Sometimes when someone is at the end of their life, they re-examine everything they've ever done.
They think about the things they regret and all of the secrets that they've kept.
And sometimes that can lead to a confession, as is the case with our next story.
lead to a confession, as is the case with our next story.
In August, 2000, a 41 year old woman named Susan Gail Carter
and her 10 year old daughter, Alex Carter, vanished into thin air.
Susan had been involved in a rather intense custody battle
with her ex-husband, Rick Lafferty.
During one of the custody hearings actually,
she turned to Rick and shouted
that he would never see his daughter again.
I don't know if Susan knew how true her words actually were,
because not long after that,
she stopped returning Rick's calls,
and then the calls of her family members.
And soon, no one knew where she and her daughter had gone.
When that happened,
everyone who knew Susan had their theories.
Some people really saw her as a vengeful ex-wife
who ran off with a new husband and brought her daughter along.
But they also knew that if that was the case,
they probably would have heard from her at some point. And
as the days passed by, no word came from the two. So by November, people started getting
a really bad feeling. Like something horrible might have happened. Like maybe Susan was serious
about Rick never seeing Alex again.
Eventually, a felony arrest warrant for kidnapping was issued for Susan.
The FBI missing persons poster described Alex as a 10 year old,
blue eyed, blonde, white female with a scar over her eyebrow.
Susan was listed as five, six white, blonde with green eyes, and though the FBI warned she may have changed her appearance or been using her maiden name will. Alex's grandmother said she believed Alex was afraid of Susan. The Lafferties
really wanted her home where they knew she was safe. But unfortunately, because
Alex was presumed to be with her mother, the police did not take the case very seriously. They
figured she was safe. But doing their due diligence, editors note it was not due
diligence, it was the bare minimum, they still spoke to a few witnesses including
Susan's landlord Larry Webb. Larry owned a red brick home that Susan was renting
part of for her and Alex, But Larry said that he had no idea
what happened to the two.
One day they were there and the next they were gone.
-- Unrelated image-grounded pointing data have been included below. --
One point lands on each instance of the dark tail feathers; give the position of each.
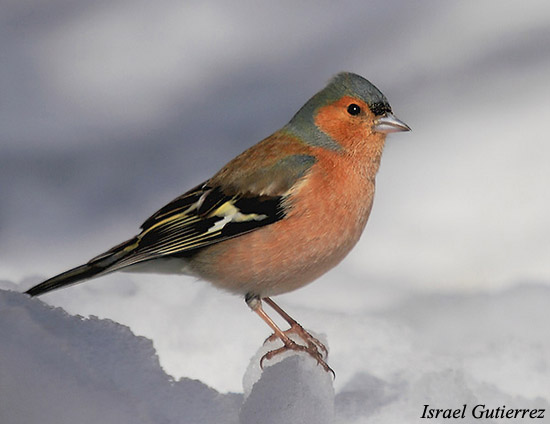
(73, 276)
(100, 265)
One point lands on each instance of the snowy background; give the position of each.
(108, 110)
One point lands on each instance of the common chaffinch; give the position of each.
(274, 218)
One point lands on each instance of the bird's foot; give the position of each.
(312, 343)
(292, 345)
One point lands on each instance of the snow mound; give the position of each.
(438, 350)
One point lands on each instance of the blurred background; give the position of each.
(110, 109)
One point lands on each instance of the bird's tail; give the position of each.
(100, 265)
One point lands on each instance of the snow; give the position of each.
(442, 350)
(111, 109)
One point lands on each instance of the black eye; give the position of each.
(354, 109)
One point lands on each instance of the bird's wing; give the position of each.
(213, 212)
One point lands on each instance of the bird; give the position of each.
(274, 218)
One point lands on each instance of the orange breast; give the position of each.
(329, 210)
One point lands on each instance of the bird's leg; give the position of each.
(255, 303)
(296, 328)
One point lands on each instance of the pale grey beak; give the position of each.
(388, 123)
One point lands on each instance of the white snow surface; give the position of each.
(443, 350)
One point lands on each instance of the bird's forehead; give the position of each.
(355, 86)
(345, 84)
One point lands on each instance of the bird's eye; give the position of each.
(354, 109)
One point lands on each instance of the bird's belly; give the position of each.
(287, 254)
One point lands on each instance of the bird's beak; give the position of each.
(388, 123)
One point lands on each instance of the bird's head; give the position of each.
(347, 112)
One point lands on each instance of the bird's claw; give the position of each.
(311, 349)
(312, 342)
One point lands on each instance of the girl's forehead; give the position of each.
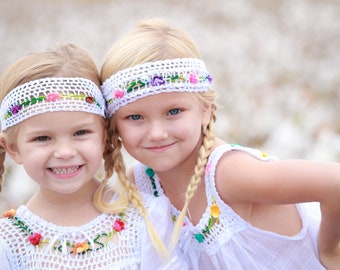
(164, 100)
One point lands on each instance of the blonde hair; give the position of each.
(65, 60)
(154, 40)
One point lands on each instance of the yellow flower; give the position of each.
(215, 211)
(9, 214)
(80, 247)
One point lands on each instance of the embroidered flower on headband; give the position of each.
(51, 97)
(165, 76)
(50, 94)
(193, 78)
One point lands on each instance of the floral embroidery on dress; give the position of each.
(36, 239)
(214, 209)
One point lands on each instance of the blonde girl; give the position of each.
(53, 123)
(233, 207)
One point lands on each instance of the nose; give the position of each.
(64, 149)
(157, 131)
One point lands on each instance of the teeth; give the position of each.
(64, 170)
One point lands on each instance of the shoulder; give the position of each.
(237, 170)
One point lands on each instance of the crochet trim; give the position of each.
(36, 239)
(50, 95)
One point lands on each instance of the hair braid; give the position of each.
(2, 166)
(120, 204)
(204, 152)
(114, 162)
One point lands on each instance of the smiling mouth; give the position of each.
(61, 171)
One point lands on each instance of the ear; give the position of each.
(206, 114)
(11, 149)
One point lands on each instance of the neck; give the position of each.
(65, 209)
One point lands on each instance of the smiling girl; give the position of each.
(53, 124)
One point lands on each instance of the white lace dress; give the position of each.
(108, 242)
(223, 240)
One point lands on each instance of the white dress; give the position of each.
(223, 240)
(117, 241)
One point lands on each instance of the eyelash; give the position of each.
(174, 111)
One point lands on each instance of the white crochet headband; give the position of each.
(50, 95)
(174, 75)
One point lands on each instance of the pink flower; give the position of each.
(118, 225)
(207, 168)
(118, 93)
(80, 247)
(52, 97)
(35, 238)
(9, 214)
(193, 78)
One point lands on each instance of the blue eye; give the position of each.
(174, 111)
(81, 132)
(135, 117)
(42, 138)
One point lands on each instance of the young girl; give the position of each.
(236, 207)
(52, 122)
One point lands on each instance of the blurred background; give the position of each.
(276, 64)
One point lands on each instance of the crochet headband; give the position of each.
(173, 75)
(50, 95)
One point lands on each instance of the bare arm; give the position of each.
(241, 178)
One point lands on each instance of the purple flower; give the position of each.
(209, 78)
(157, 80)
(193, 78)
(15, 109)
(52, 97)
(118, 93)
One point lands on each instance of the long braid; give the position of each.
(120, 204)
(2, 166)
(204, 152)
(114, 162)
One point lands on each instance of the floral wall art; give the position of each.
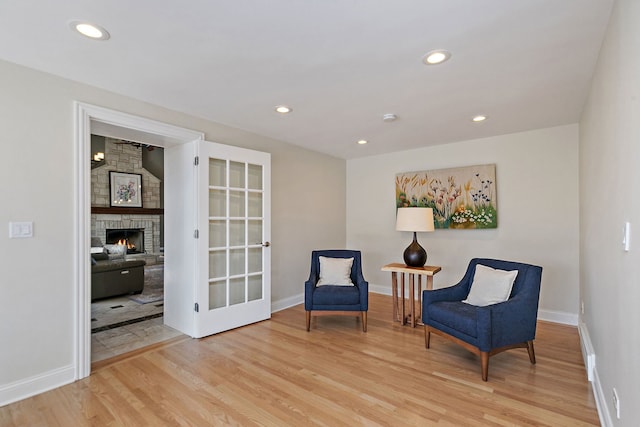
(463, 198)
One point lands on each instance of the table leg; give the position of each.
(403, 320)
(420, 297)
(394, 292)
(412, 290)
(429, 282)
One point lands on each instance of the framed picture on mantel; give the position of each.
(125, 189)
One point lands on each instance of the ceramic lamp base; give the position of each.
(415, 255)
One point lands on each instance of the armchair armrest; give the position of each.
(507, 322)
(363, 287)
(453, 293)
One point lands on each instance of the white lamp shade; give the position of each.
(414, 219)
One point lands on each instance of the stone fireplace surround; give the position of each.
(121, 156)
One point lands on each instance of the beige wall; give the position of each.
(36, 170)
(537, 186)
(610, 196)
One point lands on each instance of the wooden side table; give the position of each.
(395, 268)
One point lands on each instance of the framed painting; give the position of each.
(461, 198)
(125, 189)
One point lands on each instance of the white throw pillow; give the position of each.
(335, 271)
(490, 286)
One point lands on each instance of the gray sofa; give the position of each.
(115, 276)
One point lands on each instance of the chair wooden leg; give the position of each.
(427, 336)
(532, 353)
(484, 360)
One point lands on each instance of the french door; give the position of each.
(233, 274)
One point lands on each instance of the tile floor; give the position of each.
(115, 341)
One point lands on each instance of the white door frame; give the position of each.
(118, 125)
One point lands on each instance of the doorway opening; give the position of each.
(100, 121)
(127, 253)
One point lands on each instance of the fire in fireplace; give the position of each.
(132, 238)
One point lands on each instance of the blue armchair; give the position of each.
(332, 298)
(491, 329)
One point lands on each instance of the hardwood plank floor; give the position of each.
(275, 373)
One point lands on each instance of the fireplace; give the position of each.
(132, 238)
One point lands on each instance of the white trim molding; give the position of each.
(37, 384)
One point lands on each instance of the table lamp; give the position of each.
(415, 219)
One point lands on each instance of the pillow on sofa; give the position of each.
(335, 271)
(490, 286)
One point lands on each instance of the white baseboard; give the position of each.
(601, 401)
(558, 317)
(588, 353)
(28, 387)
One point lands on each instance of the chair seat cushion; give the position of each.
(456, 315)
(336, 295)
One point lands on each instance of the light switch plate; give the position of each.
(20, 230)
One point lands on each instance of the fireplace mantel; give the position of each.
(126, 211)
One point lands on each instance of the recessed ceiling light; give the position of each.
(283, 109)
(436, 57)
(93, 31)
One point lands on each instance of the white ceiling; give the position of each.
(340, 64)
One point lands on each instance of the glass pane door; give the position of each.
(236, 273)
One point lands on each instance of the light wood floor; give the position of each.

Rick Lafferty, Alex's dad, was starting to get furious.
He felt like the police weren't taking this seriously enough
and that the case was going cold.
He just wanted his 10-year-old daughter back.
Why was it so hard for the police
to understand that he just wanted to know she was safe? So over the years, he kept pushing. All of
the Lafferty family kept pushing, even when there was no movement. For 21 years, they bombarded the
police department with phone calls and emails until finally the FBI
caught wind of the story.
In December of 2021, Special Agent Jennifer King was assigned to the case, and she was
absolutely the right person for this.
She had cut her teeth in the Organized Crime Drug Enforcement Task Force and was known for her unwillingness to quit.
And she was determined to find Susan and Alex.
Even if she couldn't find them alive,
she wanted to find them and give the Lafferties some closure.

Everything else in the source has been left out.